Robert Gleason, the state Republican chairman, said of his opposition, "We see people already deploying, particularly in the Philadelphia area."
But he professed to be unconcerned with the early efforts.
"The average joe is not paying any attention to presidential politics right now," he said. "The real interest comes in October. So, I'm not a bit concerned about it, but we do expect a hell of a battle. We're down by a million [in voter registration.]"
A big part of the reason for the size of that GOP registration deficit is the efforts OFA made prior to the 2008 election. But the 2010 election demonstrated the limits of organization against an overwhelming political tide. In Pennsylvania and other states, OFA mounted a months-long campaign of grassroots preparation for that cycle of congressional elections. But in a state that Mr. Obama won in a landslide, the GOP captured the governor's mansion, a Senate seat, and switched five U.S. House seats to their column.
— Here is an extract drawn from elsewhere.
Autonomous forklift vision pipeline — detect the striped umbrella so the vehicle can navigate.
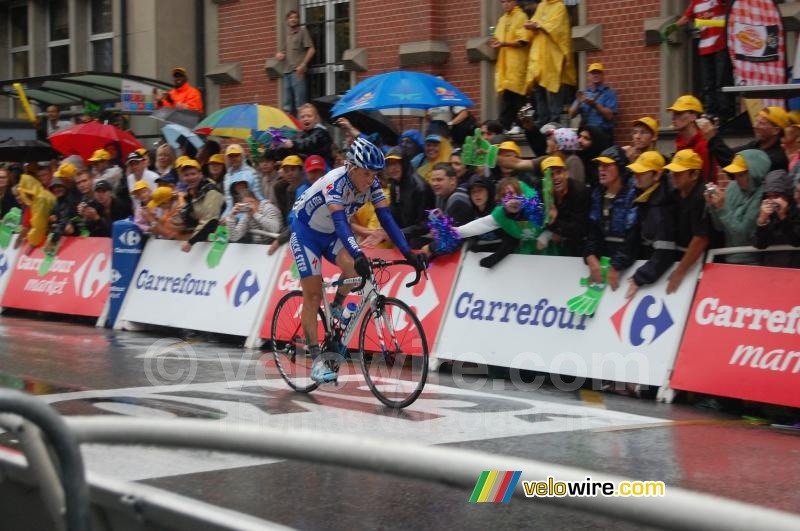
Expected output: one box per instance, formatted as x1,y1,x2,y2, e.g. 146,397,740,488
194,103,302,139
OFA and other Democratic groups made thousands of phone calls and voter contacts before those contests but couldn't head off the Republican sweep.
Since the president's re-election campaign began last year, by OFA's count, its volunteers and staffers have made more than a half-million phone calls to voters. The group planned a renewed voter registration push amid Saturday's St. Patrick's Day revelry.
In Pennsylvania, the numbers for the president have begun to rebound, although they still don't approach the soaring levels of 2008. Public Policy Polling, an independent but Democratic-leaning firm, reported last week that the president had an approval rating of 47 percent in the state, better than in any of the firm's Pennsylvania polls through the previous year.
That rating was well ahead of the approval ratings for any of the GOP presidential contenders. In trial heats in the survey, the president topped Mitt Romney, 49 to 42 percent; his margin over Rick Santorum, however, was only 48 to 46 percent.
The female voters targeted by Democrats in the recent mailings formed a pillar of his early advantage.
According to the polling firm, in a matchup with Mr. Romney, Mr. Obama was essentially tied among men, but carried female voters, by a margin of 50 to 38 percent. Men favored Mr. Santorum 49 to 46 percent, but Pennsylvania women favored the president over the former Pennsylvania senator, 50 to 43 percent.
While both Democrats and Republicans overwhelmingly favored the presidential contenders of their own party, the president's stronger showing in the state was based in part on a shift in his approval ratings among independent voters.
In an Obama-Romney matchup, independents favored the president by 51 to 38 percent; against Santorum, independents favored the incumbent, 52 to 44 percent.
Another poll last week, conducted by Quinnipiac University, yielded similar numbers for presidential trial heats: Mr. Obama ran well ahead of Mr. Romney, 46 to 40 percent, but essentially tied Mr. Santorum: with 45 percent to the former senator's 44 percent.